For light microscopy, the strongest resolution possible is “about” 5 um.

For transmission electron microscopes, the theoretical resolution is about 0.01 angstroms, but we’ve only ever gotten it down to about 5-10 angstroms (1 angstrom = 0.1 nm)

20
Q

What are the components of a Compound Light Microscope (Also called a Bright Field Microscope)

A
  • Light Source
  • Condenser
  • Stage - Holds stuff. Usually 6-10 um
  • Objective Lens - Also called magnification lens - close to object
  • Ocular Lens
  • (Short version): From the light source, object passes through objective lens and produces an real image in front of the ocular lens. That image is viewed by the eye as an inverted virtual image.
21
Q

What are the pros and cons to a compound light microscope?

A

+ Ability to magnify
+ Ability to resolve structural detail
- Specimen must be thin
- Relatively little contrast in the unstained specimen

22
Q

How does a phase contrast microscope work.
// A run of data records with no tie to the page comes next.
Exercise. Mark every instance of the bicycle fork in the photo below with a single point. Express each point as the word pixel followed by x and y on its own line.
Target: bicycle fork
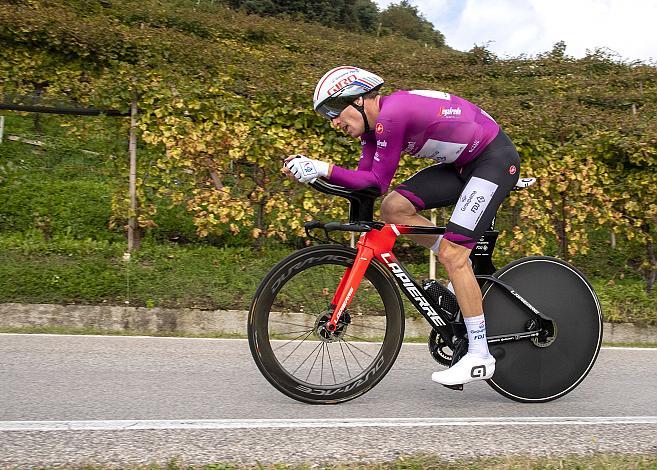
pixel 370 245
pixel 378 244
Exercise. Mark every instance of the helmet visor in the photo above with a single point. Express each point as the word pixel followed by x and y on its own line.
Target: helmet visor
pixel 333 107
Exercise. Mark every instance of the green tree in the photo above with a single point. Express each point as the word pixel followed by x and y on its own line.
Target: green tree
pixel 406 19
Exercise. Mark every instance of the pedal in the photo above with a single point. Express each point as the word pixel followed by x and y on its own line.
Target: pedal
pixel 454 387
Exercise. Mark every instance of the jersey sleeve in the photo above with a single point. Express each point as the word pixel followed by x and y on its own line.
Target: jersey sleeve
pixel 385 150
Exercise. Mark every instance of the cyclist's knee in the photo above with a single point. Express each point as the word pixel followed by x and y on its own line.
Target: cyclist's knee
pixel 454 257
pixel 395 208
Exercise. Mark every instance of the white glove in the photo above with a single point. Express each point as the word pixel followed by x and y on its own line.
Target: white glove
pixel 306 170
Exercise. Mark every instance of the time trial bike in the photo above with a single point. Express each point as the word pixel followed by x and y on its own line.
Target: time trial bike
pixel 327 322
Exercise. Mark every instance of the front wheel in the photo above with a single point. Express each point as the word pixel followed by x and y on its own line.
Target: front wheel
pixel 301 358
pixel 531 371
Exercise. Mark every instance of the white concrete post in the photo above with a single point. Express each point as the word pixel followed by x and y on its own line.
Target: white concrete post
pixel 432 255
pixel 133 242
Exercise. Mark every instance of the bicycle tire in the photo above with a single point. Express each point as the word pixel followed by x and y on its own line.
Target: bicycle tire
pixel 524 371
pixel 288 288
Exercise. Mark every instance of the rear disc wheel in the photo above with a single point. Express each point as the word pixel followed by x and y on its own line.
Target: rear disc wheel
pixel 542 370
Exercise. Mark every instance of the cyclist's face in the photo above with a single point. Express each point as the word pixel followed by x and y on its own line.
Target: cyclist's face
pixel 350 120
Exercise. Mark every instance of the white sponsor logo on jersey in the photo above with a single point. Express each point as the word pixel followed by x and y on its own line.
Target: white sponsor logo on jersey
pixel 475 144
pixel 450 112
pixel 441 95
pixel 444 152
pixel 475 198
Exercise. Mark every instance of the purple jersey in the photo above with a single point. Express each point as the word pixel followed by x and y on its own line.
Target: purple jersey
pixel 422 123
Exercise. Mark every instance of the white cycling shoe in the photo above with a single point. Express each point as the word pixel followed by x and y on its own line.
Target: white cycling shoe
pixel 469 368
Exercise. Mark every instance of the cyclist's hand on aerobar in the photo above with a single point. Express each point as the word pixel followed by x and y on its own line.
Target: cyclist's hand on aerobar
pixel 304 169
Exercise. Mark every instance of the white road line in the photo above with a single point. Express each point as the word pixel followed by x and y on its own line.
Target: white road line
pixel 181 338
pixel 209 424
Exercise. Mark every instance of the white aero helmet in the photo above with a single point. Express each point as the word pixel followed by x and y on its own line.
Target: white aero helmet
pixel 339 87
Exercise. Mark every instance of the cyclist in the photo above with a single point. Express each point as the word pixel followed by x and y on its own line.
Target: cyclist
pixel 474 166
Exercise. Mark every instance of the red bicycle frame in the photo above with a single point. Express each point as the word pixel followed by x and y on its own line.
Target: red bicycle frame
pixel 373 244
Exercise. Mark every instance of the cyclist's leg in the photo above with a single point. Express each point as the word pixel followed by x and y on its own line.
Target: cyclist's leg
pixel 421 191
pixel 490 179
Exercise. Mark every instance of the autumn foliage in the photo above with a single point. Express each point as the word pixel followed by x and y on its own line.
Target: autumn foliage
pixel 224 96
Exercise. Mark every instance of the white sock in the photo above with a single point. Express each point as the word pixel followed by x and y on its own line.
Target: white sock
pixel 477 343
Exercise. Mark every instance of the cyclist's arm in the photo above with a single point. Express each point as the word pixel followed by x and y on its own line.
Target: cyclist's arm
pixel 378 164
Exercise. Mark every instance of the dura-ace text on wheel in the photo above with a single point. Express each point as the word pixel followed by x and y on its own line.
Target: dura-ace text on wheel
pixel 543 370
pixel 290 343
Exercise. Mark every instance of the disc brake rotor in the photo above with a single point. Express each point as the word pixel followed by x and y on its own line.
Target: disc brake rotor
pixel 439 349
pixel 331 336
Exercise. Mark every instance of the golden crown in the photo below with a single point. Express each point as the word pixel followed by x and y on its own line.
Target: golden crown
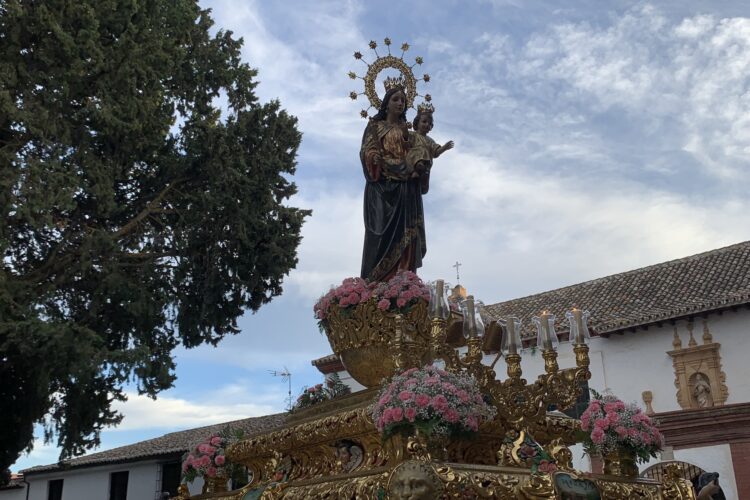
pixel 425 107
pixel 392 83
pixel 405 80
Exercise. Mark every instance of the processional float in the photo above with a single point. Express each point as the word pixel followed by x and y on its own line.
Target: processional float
pixel 334 450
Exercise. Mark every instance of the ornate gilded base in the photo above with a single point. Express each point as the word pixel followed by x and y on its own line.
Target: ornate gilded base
pixel 426 480
pixel 621 463
pixel 333 451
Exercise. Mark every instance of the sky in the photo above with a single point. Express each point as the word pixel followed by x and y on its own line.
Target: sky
pixel 591 138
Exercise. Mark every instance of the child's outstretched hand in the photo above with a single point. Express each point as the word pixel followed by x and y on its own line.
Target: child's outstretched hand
pixel 445 147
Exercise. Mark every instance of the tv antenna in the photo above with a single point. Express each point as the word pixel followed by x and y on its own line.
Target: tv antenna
pixel 457 265
pixel 286 376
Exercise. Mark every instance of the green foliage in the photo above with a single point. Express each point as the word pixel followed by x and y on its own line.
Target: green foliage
pixel 133 217
pixel 310 396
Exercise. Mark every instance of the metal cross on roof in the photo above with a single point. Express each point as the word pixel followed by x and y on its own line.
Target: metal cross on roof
pixel 457 265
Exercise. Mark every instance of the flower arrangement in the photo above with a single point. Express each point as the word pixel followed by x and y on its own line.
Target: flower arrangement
pixel 398 294
pixel 611 425
pixel 432 400
pixel 334 388
pixel 207 458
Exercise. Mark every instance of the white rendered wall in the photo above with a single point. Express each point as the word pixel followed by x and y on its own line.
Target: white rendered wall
pixel 13 494
pixel 92 483
pixel 634 362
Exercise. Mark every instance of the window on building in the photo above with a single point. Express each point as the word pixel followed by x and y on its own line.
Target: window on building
pixel 118 485
pixel 170 479
pixel 54 489
pixel 580 405
pixel 582 402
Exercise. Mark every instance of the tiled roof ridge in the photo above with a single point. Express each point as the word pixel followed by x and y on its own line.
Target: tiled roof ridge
pixel 638 270
pixel 709 281
pixel 166 444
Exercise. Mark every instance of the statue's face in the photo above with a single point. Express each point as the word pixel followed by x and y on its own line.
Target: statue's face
pixel 424 125
pixel 414 482
pixel 412 488
pixel 397 104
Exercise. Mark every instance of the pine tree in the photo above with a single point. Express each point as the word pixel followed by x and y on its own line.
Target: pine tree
pixel 134 217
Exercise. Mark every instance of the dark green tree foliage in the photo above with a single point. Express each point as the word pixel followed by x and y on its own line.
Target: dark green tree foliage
pixel 133 217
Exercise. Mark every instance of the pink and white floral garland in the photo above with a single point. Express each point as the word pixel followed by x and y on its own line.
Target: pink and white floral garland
pixel 206 459
pixel 432 399
pixel 397 294
pixel 611 425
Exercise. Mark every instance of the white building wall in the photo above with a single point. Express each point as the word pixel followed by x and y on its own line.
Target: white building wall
pixel 92 483
pixel 634 362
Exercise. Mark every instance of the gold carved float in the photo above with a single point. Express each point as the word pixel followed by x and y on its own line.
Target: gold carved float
pixel 333 450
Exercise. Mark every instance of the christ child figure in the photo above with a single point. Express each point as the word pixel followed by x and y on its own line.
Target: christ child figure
pixel 423 149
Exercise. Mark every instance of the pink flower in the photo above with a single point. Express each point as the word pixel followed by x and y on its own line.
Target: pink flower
pixel 405 395
pixel 452 415
pixel 448 387
pixel 387 415
pixel 422 400
pixel 597 436
pixel 397 414
pixel 439 402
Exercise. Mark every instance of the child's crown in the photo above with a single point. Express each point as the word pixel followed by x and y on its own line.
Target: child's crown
pixel 425 107
pixel 392 83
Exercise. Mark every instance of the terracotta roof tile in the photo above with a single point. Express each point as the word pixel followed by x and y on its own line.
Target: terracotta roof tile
pixel 692 285
pixel 174 443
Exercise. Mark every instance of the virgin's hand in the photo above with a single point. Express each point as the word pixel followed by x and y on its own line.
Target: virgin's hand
pixel 708 490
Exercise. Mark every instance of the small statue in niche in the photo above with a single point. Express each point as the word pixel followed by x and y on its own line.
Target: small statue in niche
pixel 702 391
pixel 414 480
pixel 349 455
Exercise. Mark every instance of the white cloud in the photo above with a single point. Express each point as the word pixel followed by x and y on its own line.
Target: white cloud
pixel 230 402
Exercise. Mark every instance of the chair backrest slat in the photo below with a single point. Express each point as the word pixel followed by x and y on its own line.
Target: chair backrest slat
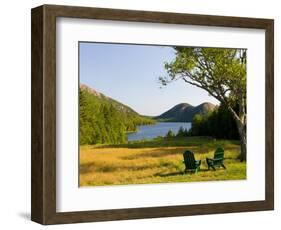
pixel 219 153
pixel 189 159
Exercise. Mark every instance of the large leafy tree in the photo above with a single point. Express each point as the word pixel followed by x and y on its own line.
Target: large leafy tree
pixel 219 71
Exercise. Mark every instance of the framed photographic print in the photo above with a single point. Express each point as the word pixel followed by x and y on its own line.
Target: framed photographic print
pixel 141 114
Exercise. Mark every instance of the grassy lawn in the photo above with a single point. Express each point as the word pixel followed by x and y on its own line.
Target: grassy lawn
pixel 156 161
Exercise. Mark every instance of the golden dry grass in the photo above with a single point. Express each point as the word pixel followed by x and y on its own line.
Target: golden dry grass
pixel 123 165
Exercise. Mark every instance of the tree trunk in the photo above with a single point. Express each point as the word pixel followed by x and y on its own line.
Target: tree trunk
pixel 243 141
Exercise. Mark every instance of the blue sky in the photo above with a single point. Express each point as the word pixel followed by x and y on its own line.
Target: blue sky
pixel 129 74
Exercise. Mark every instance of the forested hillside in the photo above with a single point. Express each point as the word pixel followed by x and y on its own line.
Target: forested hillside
pixel 104 120
pixel 185 112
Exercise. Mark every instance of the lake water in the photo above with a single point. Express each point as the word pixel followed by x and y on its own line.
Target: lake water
pixel 159 129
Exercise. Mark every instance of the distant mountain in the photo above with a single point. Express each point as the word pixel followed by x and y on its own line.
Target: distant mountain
pixel 104 120
pixel 185 112
pixel 116 104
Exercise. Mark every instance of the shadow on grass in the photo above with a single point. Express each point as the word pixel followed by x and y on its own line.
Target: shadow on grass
pixel 161 174
pixel 202 142
pixel 95 167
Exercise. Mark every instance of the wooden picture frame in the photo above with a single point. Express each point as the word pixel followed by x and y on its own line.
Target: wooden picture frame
pixel 43 190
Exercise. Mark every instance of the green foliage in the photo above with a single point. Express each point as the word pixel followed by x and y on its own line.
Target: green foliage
pixel 105 121
pixel 219 71
pixel 170 134
pixel 182 132
pixel 219 124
List it’s advantages.

A
  • This weird one converts invisible phase shifts in light passing through a transparent specimen into changes in brightness.
  • These can be used to examine unstained tissues, including live cells.
  • Different structures of the cell have different n’s, which defracts the light into out-of-phase.
  • Non-slowed light waves are compared to retarded light-waves.
23
Q

Briefly say what flourescence microscopes do (oddly not in the objectives)

A
  • Can detect specific wavelengths that molecules radiate (autoflourescent), which can be seen under a U.V. Light source.
  • Usually used to detect antibodies and antigens in immunochemical staining.
  • Flourescent “tracer” molecules can be injected into animals to be detected later
24
Q

Define how a confocal scanning microscope works

A
  • Invented in the 50s by Minsky, this weird one adds a pinhole to the confocal plane of the lens to eliminate out-of-focus light, which helps construct 3D images
  • Combines the technology (components) of a light microscope, fluorescence equipment, and laser scanning.
  • If I’m understanding this right, the laser moves across the specimen using a rotating mirror, and a photomultiplier tube absorbs the light it produces to be analyzed
  • Eventually, a 3D shape of the specimen is produced across a monitor
25
Q

List the advantages of a Confocal Microscope

A
  • Very thin optical images of the specimen are created (typically 1 μm thick).
  • Out-of-focus images are subtracted from the image by the computer program.
  • Computer can make 3-D reconstructions of the specimen by stacking individual images.
26
Q

Describe how a Transmission Electron Microscope Works

A
  • TEMs utilize electrons rather than light. A specific voltage is set between an anode and a cathode; potential difference usually ranges between 20k and 200k Volts
  • The electrons are derived from a heated tungsten filament
  • Electromagnets act as the condenser, objective, and projection lens
  • The specimen needs a holder to hold in place, and a viewing screen and photographic film for viewing
27
Q

Not sure if this is worth it, but…

In 12 steps, describe the path of an electron in a TEM

A

sigh Alright so…… 1. Electron is shot out of an Electron Gun, 2. Passes through a vaccum manifold. 3. The electron enters a beam where it is 4. positioned correctly. 5. The diameter of the beam gets reduced in the 6. Condenser and passes through the aperture 7. Changer and 8. Diaphragm where it is converted to… something else. 9. Passing through the focusing lens onto the 10. Stage, the image is projected onto the 11. Visual Transmission as it enters the 12. Vaccum Chamber.